Ketimpangan Gender dalam Partisipasi Kerja
Tingkat partisipasi angkatan kerja (TPAK) menunjukkan ketimpangan gender yang cukup signifikan. Data Februari 2025 menunjukkan:
TPAK laki-laki: 84,34%
TPAK perempuan: 56,70%
Total TPAK: 70,60%
Angka ini mencerminkan adanya potensi besar dari kelompok usia produktif yang belum atau tidak bisa bekerja, terutama perempuan.
Dampak Sosial dan Ekonomi
Peningkatan pengangguran terdidik bukan hanya masalah ekonomi, tapi juga masalah sosial dan psikologis. Lulusan universitas yang menganggur berisiko mengalami frustrasi, depresi, hingga radikalisasi sosial. Secara ekonomi, tingginya jumlah penganggur menekan daya beli dan konsumsi rumah tangga, yang merupakan pilar penting dalam Produk Domestik Bruto (PDB) Indonesia.

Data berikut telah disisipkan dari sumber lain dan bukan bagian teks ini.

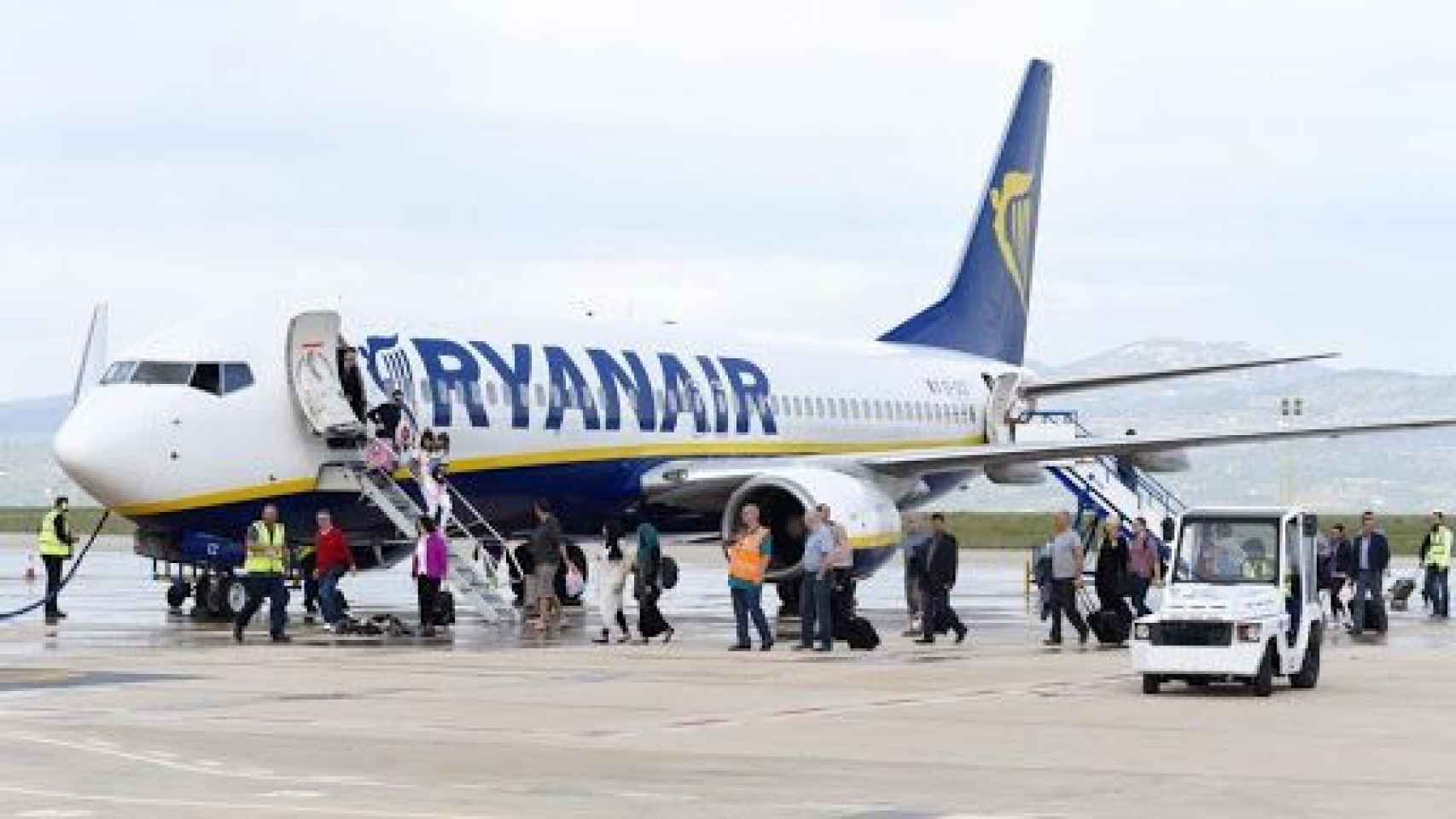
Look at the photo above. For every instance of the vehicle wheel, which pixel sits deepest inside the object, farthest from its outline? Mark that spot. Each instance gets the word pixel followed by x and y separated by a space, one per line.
pixel 1307 676
pixel 178 592
pixel 1264 680
pixel 236 595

Negara pun menanggung beban sosial yang besar, baik melalui program bantuan maupun tantangan dalam menyerap lulusan baru yang terus bertambah setiap tahun.
Kesimpulan
Data dan fakta menunjukkan bahwa tsunami pengangguran di Indonesia adalah fenomena nyata yang memburuk dari tahun ke tahun, terutama di kalangan terdidik. Pemerintah, lembaga pendidikan, dan sektor swasta perlu menyusun strategi kolaboratif yang konkret dan berkelanjutan.
Tanpa langkah tegas dan sistemik, tsunami pengangguran ini berpotensi menjadi penghambat utama Indonesia menuju negara maju, bahkan mengancam stabilitas sosial dan ekonomi nasional.